From NPTEL's Commutative Algebra online course, lecture 17 (link here in the time of the video the example is given), it is given the following example concerning a non-finite $\mathbb{Z}$-algebra:
Example: $B=\dfrac{\mathbb{Z}[x_1,x_2]}{\langle x_1^2\rangle}$ is a finitely generated $\mathbb{Z}$-algebra and a generating set for $B$ is $$ G=\{\overline{x}_1^j \overline{x}_2^i: 0\leq j \leq 1,\, 0\leq i \leq \infty\} $$ Note that $B$ is not a finite $\mathbb{Z}$-algebra.

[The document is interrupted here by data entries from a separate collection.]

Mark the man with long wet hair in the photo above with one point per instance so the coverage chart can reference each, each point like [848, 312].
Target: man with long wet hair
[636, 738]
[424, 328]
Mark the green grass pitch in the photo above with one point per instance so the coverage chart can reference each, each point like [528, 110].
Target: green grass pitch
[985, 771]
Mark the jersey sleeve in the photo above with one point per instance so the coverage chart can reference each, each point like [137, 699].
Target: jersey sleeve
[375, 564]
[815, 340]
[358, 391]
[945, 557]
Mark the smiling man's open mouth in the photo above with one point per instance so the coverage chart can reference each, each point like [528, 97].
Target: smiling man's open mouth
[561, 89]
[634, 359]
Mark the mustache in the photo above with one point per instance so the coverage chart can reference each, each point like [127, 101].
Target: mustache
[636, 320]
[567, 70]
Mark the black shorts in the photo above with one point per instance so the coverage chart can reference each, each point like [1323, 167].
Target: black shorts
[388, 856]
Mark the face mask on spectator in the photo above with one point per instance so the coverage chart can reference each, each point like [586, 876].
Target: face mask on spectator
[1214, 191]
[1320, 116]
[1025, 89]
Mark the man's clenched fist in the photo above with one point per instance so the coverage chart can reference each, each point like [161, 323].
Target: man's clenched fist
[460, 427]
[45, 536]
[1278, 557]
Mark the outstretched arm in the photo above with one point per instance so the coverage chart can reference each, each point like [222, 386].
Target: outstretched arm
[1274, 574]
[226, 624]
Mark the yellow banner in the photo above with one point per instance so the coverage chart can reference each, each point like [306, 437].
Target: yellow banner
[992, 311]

From the definition of a finitely generated $A$-algebra (Atiyah - MacDonald pg 30):
The homomorphism $f:A\rightarrow B$ is of finite type and $B$ is a finitely generated $A$-algebra if there exists a finite set of elements $x_1,...,x_n$ in $B$ such that every element of $B$ can be written as a polynomial in $x_1,...,x_n$ with coefficients in $f(A)$.
Here obviously $A=\mathbb{Z}$. It's not clear to me why $B$ is a finitely generated $\mathbb{Z}$-algebra. The homomorphism $f$ is not given explicitely so I assumed it's $n\mapsto n\cdot 1$, so that $f(\mathbb{Z})=f(A)=\{ \overline{n} \in B: n\in\mathbb{Z}\}$.

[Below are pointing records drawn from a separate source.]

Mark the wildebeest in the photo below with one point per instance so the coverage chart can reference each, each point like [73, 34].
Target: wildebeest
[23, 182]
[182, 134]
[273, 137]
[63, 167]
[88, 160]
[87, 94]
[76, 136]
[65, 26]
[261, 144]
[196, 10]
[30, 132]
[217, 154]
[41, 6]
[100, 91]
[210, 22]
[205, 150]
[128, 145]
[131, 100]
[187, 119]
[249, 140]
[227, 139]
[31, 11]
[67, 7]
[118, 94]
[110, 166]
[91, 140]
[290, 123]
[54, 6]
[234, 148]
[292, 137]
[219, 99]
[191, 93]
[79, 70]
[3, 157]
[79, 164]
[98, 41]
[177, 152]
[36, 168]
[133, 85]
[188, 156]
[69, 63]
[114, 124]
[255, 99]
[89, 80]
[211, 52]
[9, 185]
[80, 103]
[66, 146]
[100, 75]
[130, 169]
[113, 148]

I can't see why any element in $B$ is written as a polynomial (coefficients in $f(\mathbb{Z})$ of finite elements of $B$. It seems to me that given any finite set of $B$ i can find an element of $B$ outside its span. Maybe I got the definition wrong. Could someone explain it to me?